Por alguns anos me considerei seguro, estabilizado e sem a necessidade de mudança profissional. Estava exercendo uma posição de liderança em um grupo de comunicação tradicional e contava com a confiança da diretoria da empresa. Porém, o mercado é cíclico: empresas abrem e fecham, áreas se expandem enquanto outras se retraem, até determinado momento que notei que estava ficando para trás. Se eu mesmo não consumia conteúdos impressos, como jornais e revistas, como poderia contar com usuários dispostos a dar retorno financeiro à empresa, e indiretamente à mim? Percebi que precisava mudar de área e comecei a aspirar uma migração para produtos digitais.
Sendo um designer há mais de uma década e nunca, digitalmente falando, tendo ido além de cards para mídias sociais, já considerava à primeira vista muito difícil essa transição. Na época eu não possuía nem mesmo o tempo o suficiente para me dedicar a uma especialização. Quem já trabalhou com jornalismo sabe, o dia inicia com a reunião de pauta pela manhã e é finalizado apenas a noite, com o envio das páginas para impressão. Meu processo começou do jeito que era possível, consumindo um conteúdo aqui, outro ali, lendo artigos, fazendo cursos rápidos nos fins de semana, assistindo tutoriais, criando projetos fictícios, etc.
Porém, durante este desenvolvimento, tive uma surpresa positiva. De certa forma, por onde eu havia trabalhado, o User Experience Design já existia, mesmo que de maneira involuntária. Uma considerável quantidade das práticas que eu estava conhecendo durante meus estudos já haviam se feito presentes em processos criativos nesses quase 13 anos de atuação profissional.
Assim como em um projeto para um aplicativo ou site, um veículo impresso também necessita de diversas metodologias, processos e regramentos em sua construção. Como ocorre nos produtos digitais, um projeto impresso não se resume a um processo fechado de criação, desenvolvimento e entrega. Trata-se de um produto que será construído e consumido por diversas mãos, em um grande processo de melhoria contínua.
Práticas de ideação como criação de personas, benchmark, pesquisa de clima, testes A-B, entre outros, já ocorrem há anos em dinâmicas para impressos, justamente pela necessidade de refinar um produto que acabará sendo consumido diariamente por milhares de pessoas. O mesmo ocorre para processos de desenvolvimento e entrega como wireframes, style-guides e design systems (não propriamente com estas nomenclaturas) que acabam sendo fundamentais no hand-off de um projeto que será consumido por diversos colaboradores que serão responsáveis por desenvolver layouts de maneira consistente com o padrão visual de um jornal ou revista.

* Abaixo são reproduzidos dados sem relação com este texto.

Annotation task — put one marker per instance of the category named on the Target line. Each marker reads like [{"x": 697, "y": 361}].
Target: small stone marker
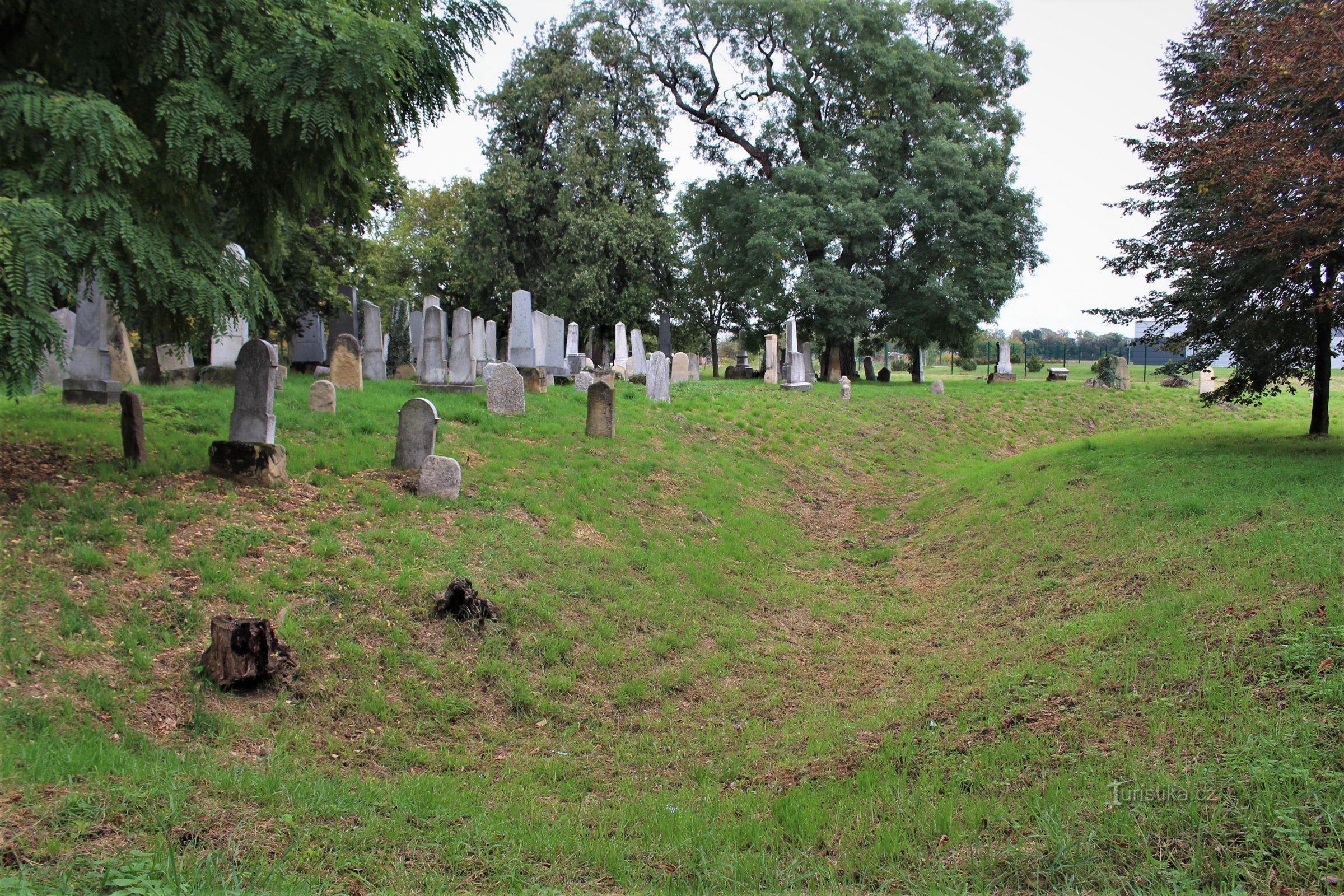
[
  {"x": 505, "y": 390},
  {"x": 441, "y": 477},
  {"x": 680, "y": 367},
  {"x": 347, "y": 370},
  {"x": 254, "y": 394},
  {"x": 132, "y": 429},
  {"x": 417, "y": 429},
  {"x": 656, "y": 381},
  {"x": 601, "y": 419},
  {"x": 321, "y": 396}
]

Ter percebido esta correlação entres os processos afastou a minha descrença com o projeto de migração de área, me tornando mais seguro em processos de candidatura a vagas. Apesar da minha inexperiência no mercado, eu tinha a percepção de possuir as soft-skills necessárias para me lançar a desafios maiores, o que aconteceu poucos meses depois.
A jornada no CWI Bold
Em agosto de 2021 eu já havia realizado uma pequena migração, estava trabalhando naquele momento com a criação de banners e e-mails marketing em uma produtora digital quando uma oportunidade surgiu à minha frente, o CWI Bold. O programa de capacitação da CWI tinha como premissas buscar justamente profissionais com as características que meu currículo apresentava: pouca experiência e muita vontade de aprender. Imediatamente fiz minha inscrição e fui selecionado.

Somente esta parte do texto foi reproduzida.